Especialização em CliftonStrengths 34 e consolidação de tudo isso na metodologia que hoje sustenta o Grand Talent Consulting.
Era uma manhã como outra qualquer. O abastecimento da linha de eixos já tinha virado rotina — centenas de vezes o mesmo trajeto, os mesmos cubos de roda, a mesma sequência automática nas mãos. Até o dia em que dois cubos visualmente idênticos foram trocados, e o errado chegou à linha de montagem.
A linha parou. Numa fábrica de precisão como a Mercedes-Benz do Brasil, isso não é um detalhe — é prejuízo alto, contado em cada minuto parado. A reação não foi medo. Foi raiva — de si mesmo, por um erro bobo, evitável, que agora custava caro para todo mundo ao redor.
O líder chegou. Sem gritar.
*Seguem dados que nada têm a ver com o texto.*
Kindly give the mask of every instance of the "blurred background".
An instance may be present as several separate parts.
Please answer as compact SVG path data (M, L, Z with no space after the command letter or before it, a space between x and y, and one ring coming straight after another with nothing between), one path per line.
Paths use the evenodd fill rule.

Frio, calmo — o tipo de calma que pesa mais do que qualquer bronca. Perguntou o que tinha acontecido. Ouviu a resposta inteira, sem interromper. E então fez uma pergunta que ninguém esperava:
"O que você sugere para isso não acontecer de novo?"
Não "quem errou". Não "isso não pode se repetir". O que você sugere. A resposta veio de imediato: diferenciar os cubos por cor, sinalização visual simples, impossível de confundir de novo. Foi implementado. O erro nunca mais aconteceu.
Anos depois, num TCC de pós-graduação, esse episódio ganhou nome técnico. É o que a pesquisadora Amy Edmondson, de Harvard, batizou de segurança psicológica — a crença de que o ambiente é seguro o suficiente para assumir riscos interpessoais, para admitir um erro em voz alta sem esperar punição. Edmondson descobriu, ainda nos anos 1990, algo contraintuitivo: as equipes que mais reportavam erros não eram as piores — eram as que tinham mais segurança para admiti-los. É essa inversão, não uma teoria lida em livro, que sustenta cada diagnóstico aplicado hoje.
O autor Simon Sinek descreve esse tipo de reação de liderança como um Círculo de Segurança: o líder absorve a pressão de cima para proteger quem está embaixo, e é exatamente essa proteção — não a cobrança — que gera confiança real dentro de uma equipe.
Antes da indústria, veio o jornalismo — mais de 10 anos entre rádio, TV e apresentação. Foi ali que uma distinção ficou clara na prática, muito antes de ganhar nome em livro: existe a comunicação que só transmite informação depressa, e existe a que constrói sentido entre as pessoas. É a diferença que o pesquisador francês Dominique Wolton nomeia como comunicação funcional e comunicação normativa — e é a segunda, não a primeira, que sustenta cada diagnóstico aplicado hoje.
Radicado em Portugal, com raízes brasileiras, o trabalho acontece com os dois mercados vividos de dentro — não estudados de fora. Cultura organizacional, ritmo de decisão e expectativa de liderança mudam do Brasil para Portugal; poucos consultores atravessam essa fronteira com experiência real dos dois lados.
Essa mesma pergunta — o que sustenta uma reputação por dentro — hoje tem nome na linguagem de qualquer diretoria: ESG. A dimensão Social do ESG cobra, com dado auditável, exatamente o que o chão de fábrica sempre soube na prática: saúde, segurança e bem-estar dos trabalhadores não são discurso de sustentabilidade — são número que pode ser medido, comparado e reportado. É por isso que o IBEP-4.0 nasceu pensado para gerar evidência quantitativa da dimensão Social, não apenas boas intenções.
O caminho até aqui passou por dezenas de áreas diferentes além das citadas — cada uma deixou uma ferramenta a mais na caixa, mesmo as que hoje não aparecem em nenhum currículo.